The findings of the WDR on “Conflict, Security and Development” have many implications on the Bank’s strategic framework in fragile situations. The WDR findings call for a paradigm shift in the development’s community work in fragile situations. Situations defined by instability and the potential for violence require strategies that integrate security, justice, and economic concerns. This argues for FCS strategies that identify internal and external stresses and address them through the creation of capable and legitimate institutions over time, and in a way that allows for inevitable interim setbacks. This, in turn, requires a proper and consistent definition of fragility across institutions, and calibration of expectations on risks and results. It also requires a shift from focusing solely on responding to crises to considering modes of prevention or preparedness for future shocks.
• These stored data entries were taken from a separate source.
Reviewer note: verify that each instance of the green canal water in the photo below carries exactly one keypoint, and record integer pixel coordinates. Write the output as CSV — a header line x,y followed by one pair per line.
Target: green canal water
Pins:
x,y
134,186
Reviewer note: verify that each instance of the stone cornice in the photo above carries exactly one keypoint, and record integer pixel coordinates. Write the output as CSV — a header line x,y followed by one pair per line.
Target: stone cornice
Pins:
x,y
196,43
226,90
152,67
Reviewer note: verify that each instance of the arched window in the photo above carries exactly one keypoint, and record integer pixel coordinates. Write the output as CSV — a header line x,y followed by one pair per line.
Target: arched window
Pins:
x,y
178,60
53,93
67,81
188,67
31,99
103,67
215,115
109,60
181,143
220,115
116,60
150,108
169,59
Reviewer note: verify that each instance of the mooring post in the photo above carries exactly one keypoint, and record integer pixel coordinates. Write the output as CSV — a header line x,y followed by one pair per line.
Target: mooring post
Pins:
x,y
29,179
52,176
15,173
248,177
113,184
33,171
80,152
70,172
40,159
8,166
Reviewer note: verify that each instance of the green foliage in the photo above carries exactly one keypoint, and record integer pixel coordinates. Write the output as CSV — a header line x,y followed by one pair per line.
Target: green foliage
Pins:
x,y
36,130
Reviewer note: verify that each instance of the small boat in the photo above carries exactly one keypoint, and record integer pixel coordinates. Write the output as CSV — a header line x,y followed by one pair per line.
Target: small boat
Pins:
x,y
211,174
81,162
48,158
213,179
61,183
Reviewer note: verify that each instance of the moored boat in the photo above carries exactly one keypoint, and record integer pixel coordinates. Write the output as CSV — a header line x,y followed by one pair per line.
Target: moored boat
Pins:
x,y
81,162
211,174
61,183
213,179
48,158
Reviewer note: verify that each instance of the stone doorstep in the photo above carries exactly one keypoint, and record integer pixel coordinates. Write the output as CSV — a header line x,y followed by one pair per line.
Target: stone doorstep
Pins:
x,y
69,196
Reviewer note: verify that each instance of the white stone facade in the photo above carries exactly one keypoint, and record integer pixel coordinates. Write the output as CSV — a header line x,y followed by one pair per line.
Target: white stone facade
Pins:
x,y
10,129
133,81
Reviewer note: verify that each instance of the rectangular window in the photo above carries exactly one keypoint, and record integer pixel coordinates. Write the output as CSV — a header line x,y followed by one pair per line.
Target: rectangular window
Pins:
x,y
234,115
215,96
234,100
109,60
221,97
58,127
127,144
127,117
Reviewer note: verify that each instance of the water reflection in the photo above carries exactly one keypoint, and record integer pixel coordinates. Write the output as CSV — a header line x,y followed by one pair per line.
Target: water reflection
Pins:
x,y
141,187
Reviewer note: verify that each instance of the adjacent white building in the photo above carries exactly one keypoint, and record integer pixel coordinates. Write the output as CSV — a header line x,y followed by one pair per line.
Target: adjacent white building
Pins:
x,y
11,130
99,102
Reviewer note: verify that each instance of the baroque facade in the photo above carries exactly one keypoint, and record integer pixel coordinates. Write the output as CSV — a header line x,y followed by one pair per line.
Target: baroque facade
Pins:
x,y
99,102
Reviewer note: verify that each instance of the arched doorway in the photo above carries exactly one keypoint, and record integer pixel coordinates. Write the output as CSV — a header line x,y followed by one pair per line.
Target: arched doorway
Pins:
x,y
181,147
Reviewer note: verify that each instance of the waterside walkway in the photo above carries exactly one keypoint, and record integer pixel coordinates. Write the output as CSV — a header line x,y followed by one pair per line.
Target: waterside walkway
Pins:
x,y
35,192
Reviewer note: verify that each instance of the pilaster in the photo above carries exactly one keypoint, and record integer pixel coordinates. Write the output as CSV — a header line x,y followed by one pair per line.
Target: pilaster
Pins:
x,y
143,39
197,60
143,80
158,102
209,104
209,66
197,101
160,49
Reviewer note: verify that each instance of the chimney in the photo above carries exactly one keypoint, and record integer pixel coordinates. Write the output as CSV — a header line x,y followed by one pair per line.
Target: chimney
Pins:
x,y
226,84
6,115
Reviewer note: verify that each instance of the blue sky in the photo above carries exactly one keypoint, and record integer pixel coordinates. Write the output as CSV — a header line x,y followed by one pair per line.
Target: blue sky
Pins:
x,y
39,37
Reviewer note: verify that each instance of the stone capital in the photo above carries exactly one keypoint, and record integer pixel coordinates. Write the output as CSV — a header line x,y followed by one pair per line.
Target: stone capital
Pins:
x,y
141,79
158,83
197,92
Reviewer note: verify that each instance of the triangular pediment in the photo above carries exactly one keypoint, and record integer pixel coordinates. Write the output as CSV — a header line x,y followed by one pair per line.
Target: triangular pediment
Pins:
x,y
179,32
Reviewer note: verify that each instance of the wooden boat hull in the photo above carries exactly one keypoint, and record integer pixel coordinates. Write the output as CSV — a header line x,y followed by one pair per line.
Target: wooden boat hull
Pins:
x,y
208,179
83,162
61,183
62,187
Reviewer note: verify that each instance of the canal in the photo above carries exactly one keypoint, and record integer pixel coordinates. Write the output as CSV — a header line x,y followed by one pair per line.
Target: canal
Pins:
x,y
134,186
To contribute to sustainable peace and development in fragile and conflict-affected situations, the Bank’s engagement will balance early interventions with incremental institution building, and will invest in flexible and consistent engagement, with a long-term horizon for results. Given the pressure for results and the need to support incremental action for long-term institutional development, the Bank will need to take a longer-term view of its engagement and of its expectations. Early engagement also implies better prevention based on an understanding of risk of conflict and violence.
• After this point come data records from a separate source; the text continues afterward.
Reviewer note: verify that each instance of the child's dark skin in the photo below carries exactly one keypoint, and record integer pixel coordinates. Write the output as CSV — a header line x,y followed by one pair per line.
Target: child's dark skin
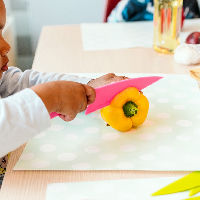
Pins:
x,y
65,97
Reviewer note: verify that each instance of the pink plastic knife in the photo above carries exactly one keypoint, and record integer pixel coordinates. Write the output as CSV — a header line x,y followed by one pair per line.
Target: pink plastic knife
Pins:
x,y
105,94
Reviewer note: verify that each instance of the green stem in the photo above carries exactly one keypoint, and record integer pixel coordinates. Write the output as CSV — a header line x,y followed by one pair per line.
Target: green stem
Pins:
x,y
130,109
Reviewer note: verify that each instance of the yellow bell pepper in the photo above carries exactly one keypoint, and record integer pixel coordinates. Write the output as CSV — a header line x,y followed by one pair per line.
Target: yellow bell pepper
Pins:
x,y
128,109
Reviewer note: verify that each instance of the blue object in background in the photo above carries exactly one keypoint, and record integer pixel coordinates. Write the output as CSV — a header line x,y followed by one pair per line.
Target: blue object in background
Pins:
x,y
137,10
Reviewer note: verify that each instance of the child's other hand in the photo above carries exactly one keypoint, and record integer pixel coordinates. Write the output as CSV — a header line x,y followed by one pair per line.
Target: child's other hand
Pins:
x,y
65,97
105,80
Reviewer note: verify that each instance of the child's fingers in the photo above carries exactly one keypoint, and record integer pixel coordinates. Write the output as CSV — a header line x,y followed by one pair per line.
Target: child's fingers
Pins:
x,y
90,93
68,117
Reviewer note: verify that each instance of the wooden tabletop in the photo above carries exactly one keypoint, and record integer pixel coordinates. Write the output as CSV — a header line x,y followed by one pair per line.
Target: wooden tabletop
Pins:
x,y
60,50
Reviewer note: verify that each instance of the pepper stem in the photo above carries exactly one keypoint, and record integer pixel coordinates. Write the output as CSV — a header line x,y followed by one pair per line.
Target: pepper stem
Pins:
x,y
130,109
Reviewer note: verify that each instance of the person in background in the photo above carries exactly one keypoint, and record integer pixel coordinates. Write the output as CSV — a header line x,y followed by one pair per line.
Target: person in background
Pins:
x,y
142,10
27,99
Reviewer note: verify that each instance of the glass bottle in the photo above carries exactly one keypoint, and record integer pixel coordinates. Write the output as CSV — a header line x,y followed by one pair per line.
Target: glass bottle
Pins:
x,y
167,25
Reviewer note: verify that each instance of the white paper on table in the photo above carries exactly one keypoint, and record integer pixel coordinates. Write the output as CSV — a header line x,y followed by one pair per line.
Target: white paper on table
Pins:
x,y
167,141
116,36
136,189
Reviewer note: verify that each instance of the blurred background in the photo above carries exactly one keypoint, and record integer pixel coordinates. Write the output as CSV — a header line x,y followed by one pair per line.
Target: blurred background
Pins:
x,y
25,19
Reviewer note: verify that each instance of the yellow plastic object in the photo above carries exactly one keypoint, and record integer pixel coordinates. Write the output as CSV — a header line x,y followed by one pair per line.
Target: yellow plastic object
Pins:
x,y
128,109
194,198
167,25
194,191
188,182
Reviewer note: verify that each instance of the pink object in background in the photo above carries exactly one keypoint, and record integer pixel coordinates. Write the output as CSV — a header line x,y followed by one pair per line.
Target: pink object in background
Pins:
x,y
105,94
54,114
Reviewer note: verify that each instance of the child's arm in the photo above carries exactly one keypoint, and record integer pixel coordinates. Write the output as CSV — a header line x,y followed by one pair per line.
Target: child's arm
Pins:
x,y
26,114
14,80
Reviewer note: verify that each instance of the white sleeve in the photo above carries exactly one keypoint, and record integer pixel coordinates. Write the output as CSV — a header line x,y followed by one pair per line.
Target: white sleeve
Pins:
x,y
22,116
14,80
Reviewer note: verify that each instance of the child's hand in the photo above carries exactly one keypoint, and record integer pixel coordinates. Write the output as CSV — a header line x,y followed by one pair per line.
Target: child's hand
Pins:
x,y
105,80
65,97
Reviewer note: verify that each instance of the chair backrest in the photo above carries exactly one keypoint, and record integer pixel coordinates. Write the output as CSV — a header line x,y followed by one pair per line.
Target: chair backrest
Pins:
x,y
110,4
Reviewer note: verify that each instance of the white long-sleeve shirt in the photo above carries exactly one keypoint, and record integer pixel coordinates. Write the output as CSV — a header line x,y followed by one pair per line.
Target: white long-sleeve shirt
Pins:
x,y
22,113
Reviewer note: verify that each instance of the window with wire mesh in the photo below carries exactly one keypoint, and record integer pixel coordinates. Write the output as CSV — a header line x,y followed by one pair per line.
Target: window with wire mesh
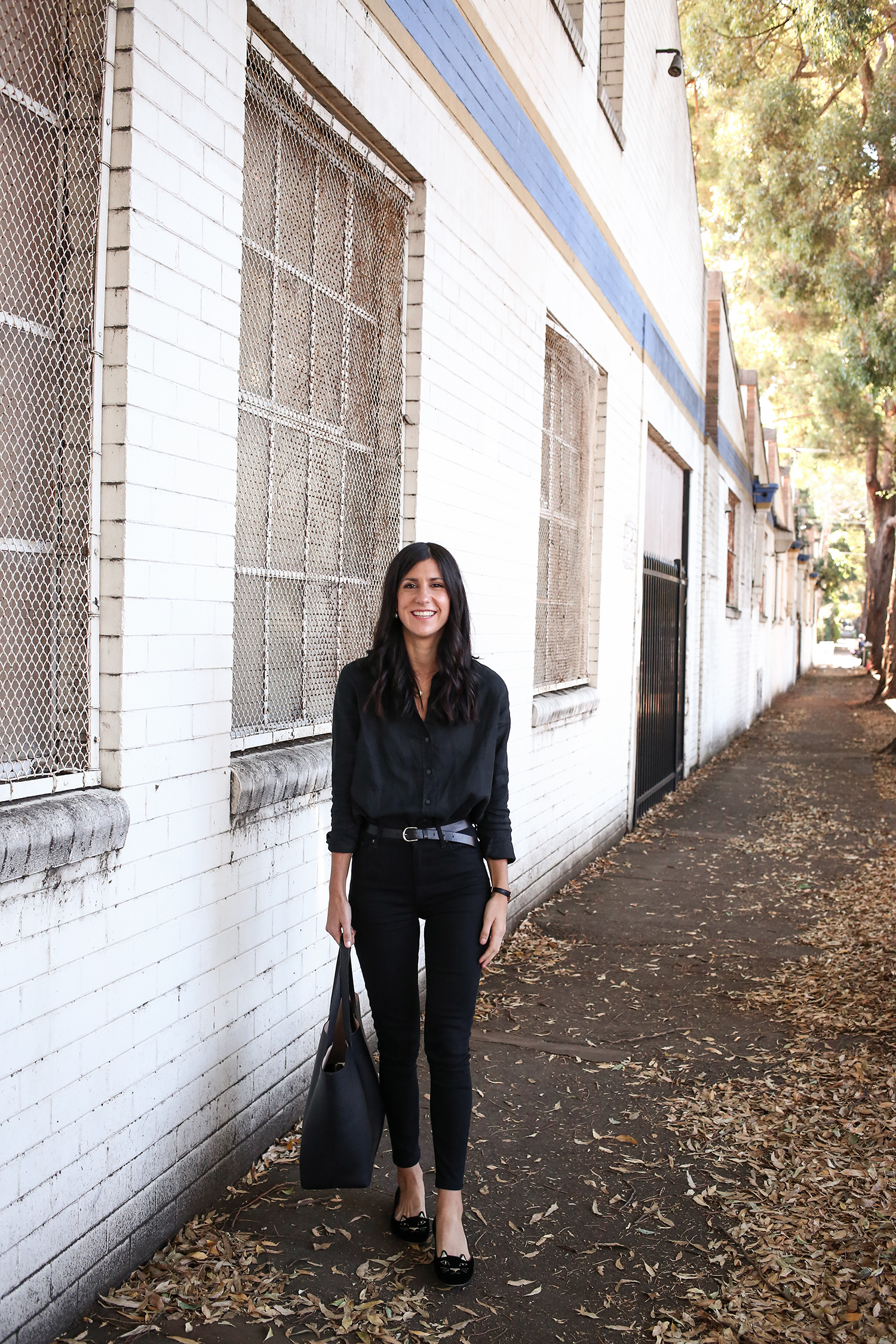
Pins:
x,y
320,409
51,70
564,529
731,579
The World Bank Group’s enhanced engagement with FCS will be based on five guiding principles that reflect an emerging international consensus, analysis and findings from the WDR 2011, and lessons from operational experience.
1. The World Bank Group’s engagement with fragile and conflict affected situations flows from its mandate of poverty reduction and growth and especially from its comparative advantage in supporting long-term institution building.
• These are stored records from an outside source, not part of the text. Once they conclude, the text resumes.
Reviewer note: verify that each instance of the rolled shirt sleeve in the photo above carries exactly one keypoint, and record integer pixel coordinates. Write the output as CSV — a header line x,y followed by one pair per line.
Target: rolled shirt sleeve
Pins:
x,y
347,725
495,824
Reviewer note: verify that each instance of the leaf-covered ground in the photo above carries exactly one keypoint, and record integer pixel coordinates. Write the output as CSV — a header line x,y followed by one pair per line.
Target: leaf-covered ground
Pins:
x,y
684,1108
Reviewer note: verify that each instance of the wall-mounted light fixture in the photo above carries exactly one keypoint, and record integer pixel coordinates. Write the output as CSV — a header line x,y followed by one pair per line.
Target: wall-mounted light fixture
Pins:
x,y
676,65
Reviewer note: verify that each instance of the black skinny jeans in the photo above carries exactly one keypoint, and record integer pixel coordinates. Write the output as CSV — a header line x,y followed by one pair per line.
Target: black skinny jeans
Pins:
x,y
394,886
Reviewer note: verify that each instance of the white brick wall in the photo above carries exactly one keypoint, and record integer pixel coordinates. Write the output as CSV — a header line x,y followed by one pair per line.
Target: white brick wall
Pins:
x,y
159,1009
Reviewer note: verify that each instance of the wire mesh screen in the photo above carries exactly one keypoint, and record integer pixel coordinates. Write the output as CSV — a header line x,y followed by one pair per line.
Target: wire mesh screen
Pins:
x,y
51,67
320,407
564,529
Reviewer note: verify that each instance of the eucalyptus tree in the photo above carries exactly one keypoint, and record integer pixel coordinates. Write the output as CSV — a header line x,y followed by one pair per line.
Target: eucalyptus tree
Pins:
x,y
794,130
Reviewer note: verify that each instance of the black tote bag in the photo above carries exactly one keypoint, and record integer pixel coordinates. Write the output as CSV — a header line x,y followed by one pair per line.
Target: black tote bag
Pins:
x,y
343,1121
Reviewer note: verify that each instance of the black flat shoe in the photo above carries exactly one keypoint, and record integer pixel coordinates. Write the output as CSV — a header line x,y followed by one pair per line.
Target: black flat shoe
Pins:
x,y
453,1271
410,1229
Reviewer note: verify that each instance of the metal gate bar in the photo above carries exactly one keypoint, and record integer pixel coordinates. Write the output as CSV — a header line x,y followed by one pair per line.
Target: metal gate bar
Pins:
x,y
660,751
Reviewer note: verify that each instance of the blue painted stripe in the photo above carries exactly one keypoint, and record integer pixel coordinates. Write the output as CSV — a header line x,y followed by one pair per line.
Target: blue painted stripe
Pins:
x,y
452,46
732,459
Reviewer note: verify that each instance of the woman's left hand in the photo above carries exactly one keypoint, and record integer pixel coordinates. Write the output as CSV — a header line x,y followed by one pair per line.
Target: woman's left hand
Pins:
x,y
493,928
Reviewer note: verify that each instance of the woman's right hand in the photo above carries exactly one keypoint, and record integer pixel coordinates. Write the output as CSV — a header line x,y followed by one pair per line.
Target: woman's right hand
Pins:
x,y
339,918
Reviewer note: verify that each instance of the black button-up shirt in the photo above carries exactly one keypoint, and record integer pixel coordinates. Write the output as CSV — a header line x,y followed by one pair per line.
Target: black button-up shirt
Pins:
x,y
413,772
2. The WBG recognizes that fragility is a long-term challenge rather than an episodic emergency, and that conflict is, at base, a result of the inability of a society’s institutions to resolve stress emanating from inside and outside the country. This recognition requires a long-term commitment to support country institution-building efforts with different sets of instruments, measurements, and intermediate results than in mainstream low-income countries.
3. The WBG actions in support of governments dealing with fragility, conflict, and violence that threaten development will be tailored to specific contexts; these contexts vary greatly, from low-income rural to middle-income urban environments, as do the institutional endowments available in different cases. While common causes and similar remedial principles apply across different situations, specific remedies require intensive local understanding of a type that the Bank needs to capture.
4. The WBG’s work in fragile and conflict affected situations will be strongly anchored in a country’s own preferences and leadership to ensure that strategies are owned by a country’s own leaders and citizens; on all occasions the Bank Group’s commitment will be to support countries in building stronger and more legitimate institutions that serve to resolve competing social, economic. and governance claims.
5. The WBG is committed to work in operational cooperation with other agencies, with a more open-minded appreciation of the comparative advantages of other partners (including those specializing in security, diplomacy, and justice interventions) at national, regional and global levels.